Prof. Giegerich veröffentlicht Aufsatz zur extraterritorialen Schutzwirkung von Grund- und Menschenrechten im globalen Mehrebenensystem

In diesem Jahr wird der 50. Jahrgang der Europäischen Grundrechte-Zeitschrift publiziert, die das Verständnis für den globalen und europäischen Menschenrechtsschutz und seine Rückwirkungen auf den nationalen Grundrechtsschutz im deutschsprachigen Raum entscheidend gefördert hat. Zum soeben erschienenen Auftaktheft (Heft 1 – 8) dieses Jahrgangs hat Prof.

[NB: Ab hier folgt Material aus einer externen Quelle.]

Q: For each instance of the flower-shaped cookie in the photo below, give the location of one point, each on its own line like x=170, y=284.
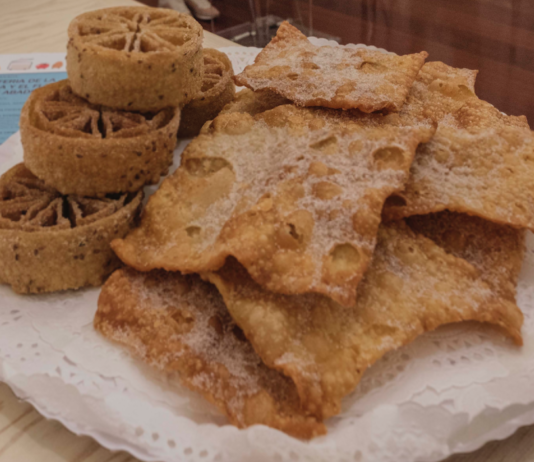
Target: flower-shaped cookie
x=50, y=242
x=80, y=148
x=135, y=58
x=218, y=89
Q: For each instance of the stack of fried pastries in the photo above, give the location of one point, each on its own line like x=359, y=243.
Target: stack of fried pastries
x=295, y=246
x=136, y=75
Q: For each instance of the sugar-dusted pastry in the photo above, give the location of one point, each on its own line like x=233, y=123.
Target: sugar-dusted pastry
x=80, y=148
x=497, y=251
x=254, y=102
x=217, y=90
x=179, y=324
x=479, y=162
x=340, y=77
x=135, y=58
x=295, y=194
x=50, y=242
x=412, y=286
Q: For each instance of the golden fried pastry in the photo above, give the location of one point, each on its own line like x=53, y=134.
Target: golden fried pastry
x=79, y=148
x=338, y=77
x=294, y=194
x=217, y=90
x=50, y=242
x=485, y=172
x=135, y=58
x=439, y=90
x=412, y=286
x=180, y=324
x=254, y=102
x=497, y=251
x=479, y=161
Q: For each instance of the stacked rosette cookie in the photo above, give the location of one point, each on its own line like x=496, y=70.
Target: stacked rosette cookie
x=92, y=142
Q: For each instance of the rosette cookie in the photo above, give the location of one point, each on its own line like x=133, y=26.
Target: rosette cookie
x=135, y=58
x=80, y=148
x=217, y=91
x=50, y=242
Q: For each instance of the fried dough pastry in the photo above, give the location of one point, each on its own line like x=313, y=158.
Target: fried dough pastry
x=485, y=172
x=479, y=161
x=50, y=242
x=338, y=77
x=497, y=251
x=439, y=90
x=79, y=148
x=135, y=58
x=294, y=194
x=254, y=102
x=412, y=286
x=217, y=90
x=180, y=324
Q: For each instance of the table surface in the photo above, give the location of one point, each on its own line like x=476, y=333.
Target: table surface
x=41, y=26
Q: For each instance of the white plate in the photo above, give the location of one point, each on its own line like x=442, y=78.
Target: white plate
x=450, y=391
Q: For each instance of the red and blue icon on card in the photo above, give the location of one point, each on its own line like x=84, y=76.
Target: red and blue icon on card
x=25, y=64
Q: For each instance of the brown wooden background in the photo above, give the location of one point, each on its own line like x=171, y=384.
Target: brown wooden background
x=493, y=36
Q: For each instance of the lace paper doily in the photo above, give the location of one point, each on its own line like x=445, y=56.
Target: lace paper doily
x=450, y=391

Giegerich einen Aufsatz unter dem Titel „Extraterritoriale Schutzwirkung von Grund- und Menschenrechten im globalen Mehrebenensystem: Kongruenz und Kohärenz für die International Rule of Law“ beigesteuert (S. 17 – 39). Die extraterritoriale Schutzwirkung ist bei der Achtungs-, Schutz- und Gewährleistungsdimension der Grund- und Menschenrechte unterschiedlich, um die Kohärenz zwischen den grund- und menschenrechtlichen Verpflichtungen und den völkerrechtlichen Grenzen extraterritorialer Hoheitsakte zu wahren. Prof. Giegerich analysiert zunächst die extraterritoriale Schutzwirkung der globalen Menschenrechtsverträge anhand der Praxis der verschiedenen Vertragsgremien auf UN-Ebene, die einen funktionalen Ansatz verfolgen. Die Menschenrechtsbindung der Staaten reicht danach tendenziell so weit, wie sie Herrschaft über die Verwirklichung der vertraglich verankerten Menschenrechte ausüben können (Kongruenz von Macht und Bindung). Die extraterritoriale Schutzwirkung der EMRK ist durch zahlreiche neue Einzelfallentscheidungen des EGMR einerseits erweitert, andererseits verunklart worden. Von einer Kongruenz konventionsstaatlicher Macht und konventionsrechtlicher Bindung kann man hier (noch) nicht sprechen. Vielmehr bleibt die extraterritoriale Schutzwirkung der EMRK teilweise hinter derjenigen der globalen Menschenrechtsverträge zurück. Die extraterritoriale Wirkung der Grundrechte und Grundfreiheiten des EU-Rechts ist bisher nur wenig ausgelotet worden. Demgegenüber hat das BVerfG die extraterritorialen Wirkungen der GG-Grundrechte weit verstanden, während das BVerwG im Drohnenfall zurückhaltender war. Im Ergebnis haben die Grund- und Menschenrechte das Potential, zum Dreh- und Angelpunkt der International Rule of Law zu werden. Denn mit Hilfe grund- und menschenrechtlicher Implementierungsverfahren können indirekt auch die allgemeinen Regeln des Völkerrechts durchgesetzt werden, wie neben den zahlreichen beim EGMR anhängigen Staatenbeschwerdeverfahren auch einige IGH-Verfahren zeigen.